Even so, my father’s cop friend, Officer Swan, once said I looked like the Archangel of Death. In my town, that was enough. I was the picture of evil. The troubled kid in dark clothes. A convenient villain, so no one had to admit their hero had been a violent man with a rotten soul.
The empty light flicked on. That settled it. I had minutes, not miles.
I could bleed the tank dry and vanish into the back roads, or I could refuel and risk being found. I chose the risk.
I pulled into a gas station in a mountain town and filled the tank. Inside, I withdrew three hundred dollars from the ATM, the maximum it would give me. Cash felt safer.
I grabbed a protein drink and a bar. Enough to keep me moving. I did not know where I was going, only that I was not done yet.
Twelve miles later, I pulled over to stretch my legs. The air was cold and clean, and the road had been empty for miles. I told myself I was safe, at least for the moment.
That was when I heard it. A cry of pain, followed by a desperate call for help.

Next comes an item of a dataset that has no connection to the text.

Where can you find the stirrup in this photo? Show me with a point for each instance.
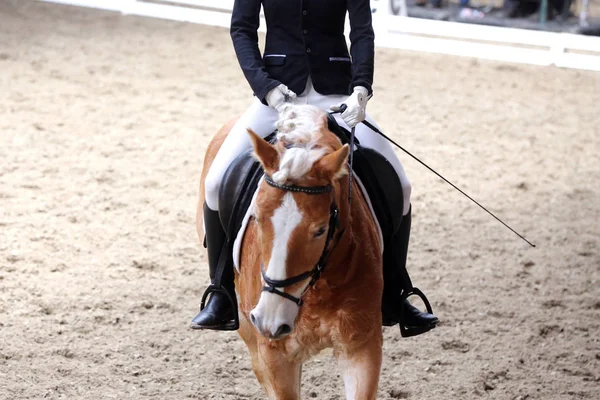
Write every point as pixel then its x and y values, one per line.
pixel 230 326
pixel 409 331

I looked out across the field and saw a teenage boy pinned beneath a horse lying on its side.
Without thinking, I tucked the pistol into the back of my jeans and ran. The animal thrashed, its leg bent wrong and bleeding. I knew how this ended. I drew the gun and shot the mare in the head, clean and quick. Then I dug deep, summoning every hour I had spent lifting weights in my father’s basement. Sweat burned my eyes. Pain rolled through my arms. With the boy’s help, I heaved the dead weight aside and freed his legs.
He stood shakily and laughed, breathless. “Thanks, mister. I thought I was done.”
“You live close?” I asked.
“Yeah,” he said, pointing toward a distant house. “Right over there.”
Against my better judgment, I stepped beside him and let him lean on my shoulder. “Come on,” I said. “Let’s get you home.”